Opinião
Obrigada, Deus; sou CEO mulher
Não há espaço para retrocessos quando o assunto é equidade de gênero. E os últimos dias reafirmaram o quanto precisamos seguir vigilantes
Não há espaço para retrocessos quando o assunto é equidade de gênero. E os últimos dias reafirmaram o quanto precisamos seguir vigilantes
30 de setembro de 2024 - 14h00
Há quem pergunte por que é preciso falar tanto sobre equidade de gênero. Mas o fato é que, se descansamos, a pauta retrocede. O exemplo mais gritante disso ocorreu há poucos dias, quando o empresário Tallis Gomes, cofundador e CEO da G4 Educação, fez um post em seu Instagram com inúmeros comentários machistas e a frase que virou o epítome do infeliz episódio: “Deus me livre de mulher CEO”.
Como mulher, mãe, executiva, aliada das pautas de inclusão e retratação histórica, e como CEO que gera milhões em EBITDA, fiz um post rechaçando o absurdo daquela publicação. Não só eu. Centenas de executivas, empresárias e mulheres que caminham pessoal e profissionalmente rumo à equidade de gênero se manifestaram.
Tallis pediu desculpas, mas, convenhamos, um relato tão genuíno em defesa de algo tão incabível em pleno 2024 não se resolve com uma ou algumas palavras. Vale lembrar aqui que, no espaço de apenas um story, o empresário soltou pérolas sobre o suposto mau uso da “energia feminina”, a “masculinização” de mulheres líderes e a falta de priorização do lar e da família.

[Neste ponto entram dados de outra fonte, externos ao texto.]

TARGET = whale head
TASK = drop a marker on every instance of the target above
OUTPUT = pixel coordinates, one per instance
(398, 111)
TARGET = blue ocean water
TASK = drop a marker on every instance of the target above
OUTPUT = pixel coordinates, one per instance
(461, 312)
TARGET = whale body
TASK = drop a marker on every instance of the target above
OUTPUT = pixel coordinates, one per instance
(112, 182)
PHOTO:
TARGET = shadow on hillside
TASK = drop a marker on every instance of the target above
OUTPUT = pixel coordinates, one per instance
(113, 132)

Menos de 48 horas depois do pedido de desculpas, ele foi afastado do conselho consultivo da Hope, empresa liderada por mulheres e diretamente ligada ao bem-estar e à autoestima feminina. Em seguida, renunciou ao cargo de CEO e presidente do conselho da G4 e uma mulher, a chief financial officer (CFO) e sócia Maria Isabel Antonini, foi apontada para assumir o seu lugar.
Todos nós, que lidamos com imagem, sabemos que essas medidas seguem a cartilha básica da contenção de crise. Mas a história como um todo exige reflexão aprofundada, porque deixa inúmeras lições de onde estamos, para onde vamos e de quantos passos ainda devemos dar.

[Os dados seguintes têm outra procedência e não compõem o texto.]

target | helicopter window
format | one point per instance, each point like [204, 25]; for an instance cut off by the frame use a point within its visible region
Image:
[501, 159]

Primeiro, precisamos reconhecer a mobilização pública, neste caso especialmente de lideranças femininas, como importante ferramenta de transformação social. E por poder ocorrer sem que tenhamos de sair de casa ou de nossas mesas de trabalho, o fenômeno cresce em engajamento e permite reações imediatas a desrespeitos e desatinos.
Em um dos países que mais consomem redes sociais no mundo, o “ativismo virtual” – tantas vezes subestimado por não exigir mais do que um post, curtidas e comentários – reafirma o seu poder, virando capa, matéria e editorial de veículos fundamentais para o exercício da nossa democracia e a evolução da nossa sociedade e exigindo reação contundente a uma postura misógina.

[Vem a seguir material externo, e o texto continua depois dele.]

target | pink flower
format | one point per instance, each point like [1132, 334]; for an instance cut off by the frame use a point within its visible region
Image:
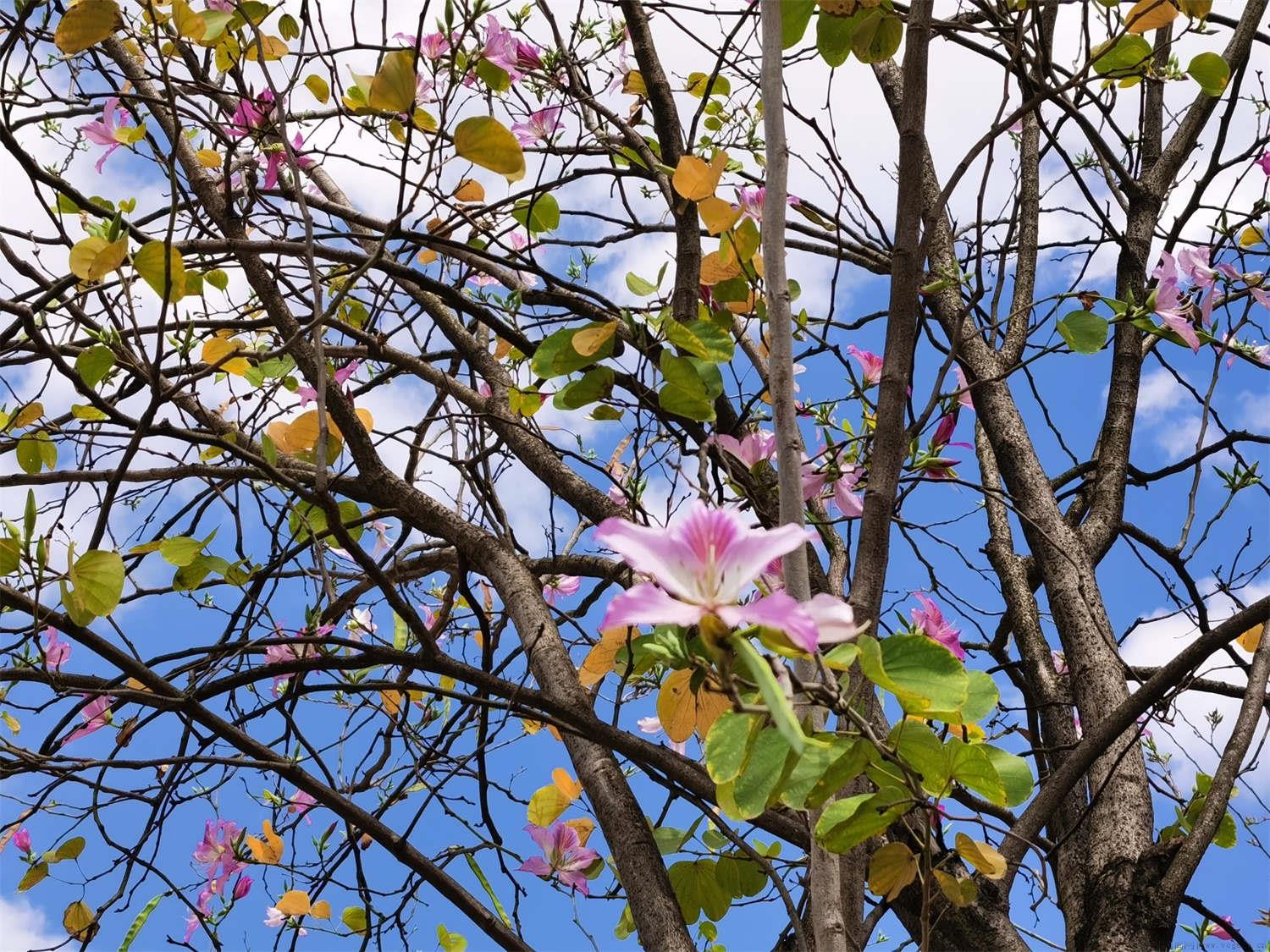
[104, 131]
[850, 504]
[703, 565]
[309, 393]
[301, 802]
[963, 399]
[932, 624]
[540, 126]
[56, 652]
[752, 448]
[560, 586]
[870, 365]
[653, 725]
[563, 856]
[96, 713]
[1170, 306]
[251, 114]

O episódio também reaviva a necessidade de alinhamento entre valores, práticas e discurso das empresas. Nenhuma companhia séria pode ser liderada por alguém que se posicione contra causas sociais como a da equidade de gênero. Muito menos quando o seu público-alvo é feminino ou ela é ligada à educação, um dos setores que mais simbolizam o compromisso com o futuro do País e do mundo. É inquestionável: só as empresas comprometidas com os anseios da sociedade terão longevidade.
Por fim, mas não menos importante, vale comentar que, conforme a história evoluía nas redes e em veículos de comunicação, outros pontos de atenção em torno da pauta da inclusão começaram a aparecer. Todos de enorme relevância. Uma queixa levantada foi a de que poucos homens se manifestaram sobre o tema. A maioria deles silenciou. Talvez por falta de conhecimento e propriedade; por se sentir desconfortável de entrar nessa conversa ou por algum nível de concordância. Resumindo, a briga feminina não pode continuar sendo só feminina.
Também houve comentários de que as medidas tomadas só ocorreram porque as CEOs mulheres fazem parte da elite branca brasileira. E inegável que, especialmente em um país com tantos abismos sociais como o Brasil, os acessos para mulheres negras e periféricas chegarem a posições de liderança são ainda mais raros. Aliás, muito mais raros. Mas isso não diminui o debate, nem as batalhas que estamos travando. Pelo contrário, só aumenta a urgência de amplificarmos nossas conquistas para mais mulheres, especialmente as impactadas pela interseccionalidade. Sigamos vigilantes.